In Java, Legends of the Kid in Temple

We’re on Java, Indonesia’s most populated, and completely overwhelmed, island. (Having tested the transportation infrastructure in the endless mess that is Jakarta, as well as in Yogyakarta, I think we have now experienced in reality the sort of nightmare visions that keep nervous Chinese urban planners up at night.) But other than the transportation, our visit in Indonesia has been great.

Yesterday we got around the traffic by going above it, and took a quick flight from Jakarta to Yogyakarta, about halfway across the island. Yogyakarta claims to be the center of Javanese culture, which can perhaps be best described as a form of Islam layered on Buddhism layered on Hinduism, and is proudly still ruled by a sultan, although his powers don’t seem to extend much beyond living in the palace and owning the nearby shopping mall.

We spent a day and a half with Unggul, an English-speaking Javanese Renaissance-man-turned-guide who drove us to the once-hidden, now-famous jungle temples built by long-ago Hindu and Buddhist rulers. Between masterful tales of Javanese folklore, his boyhood in the jungle in Sumatra, and how he knows Obama (lived next door to his Indonesian step-grandfather), we stopped to sample wild cinnamon bark, durian and mangosteen. It was pretty great. We also passed through a Chinese settlement along the way, and the outward contrast with other overseas Chinese communities was stark: in forming this massive assortment of far-flung polities into an ungainly nation, Indonesia’s first couple post-colonial rulers made no room for Chinese identity, and along the rows of Chinese-built shophouses there was not a single hanzi to be found. Of course, comparisons with the Mainland are often complicated, and here we noted the prominence and ornateness of the ancestral graves (see the picture below). In much of the Chinese countryside, local officials discourage or prohibit such customs, since the graves use up valuable dirt space that could otherwise be used to generate more agricultural output. Here, though, the practice appears to continue.

Owen had a blast at the temples. His Chinese upbringing was apparent in his desire to grab onto every really old thing we came across.
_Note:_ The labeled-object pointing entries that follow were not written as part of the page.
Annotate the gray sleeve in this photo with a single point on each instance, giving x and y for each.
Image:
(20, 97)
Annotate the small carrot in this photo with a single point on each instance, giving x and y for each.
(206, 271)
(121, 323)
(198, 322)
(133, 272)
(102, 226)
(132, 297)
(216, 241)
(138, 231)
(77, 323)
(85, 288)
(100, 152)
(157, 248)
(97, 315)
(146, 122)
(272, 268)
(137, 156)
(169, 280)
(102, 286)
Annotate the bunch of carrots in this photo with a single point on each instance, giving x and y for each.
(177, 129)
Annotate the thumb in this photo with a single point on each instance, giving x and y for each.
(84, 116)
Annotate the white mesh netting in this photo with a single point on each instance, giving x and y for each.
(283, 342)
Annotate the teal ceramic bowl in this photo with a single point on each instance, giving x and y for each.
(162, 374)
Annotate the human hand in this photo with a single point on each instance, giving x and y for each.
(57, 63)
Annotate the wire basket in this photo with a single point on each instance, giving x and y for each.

Since that’s what UNESCO sites in Asia are all about, and with just about every single day of Siddhartha Gautama’s 80-year-long life carved in ancient stone reliefs at Borobudur, he had a lot of fun.

We’re nearing the end. Jakarta again today, with stops in the old Chinese section, and then a late-night flight to Manila, our last stop before home. Travelling outside of China has been interesting and a lot more relaxing, but we miss having the ability to really communicate. Fortunately, that shouldn’t be too much of a problem in the Philippines.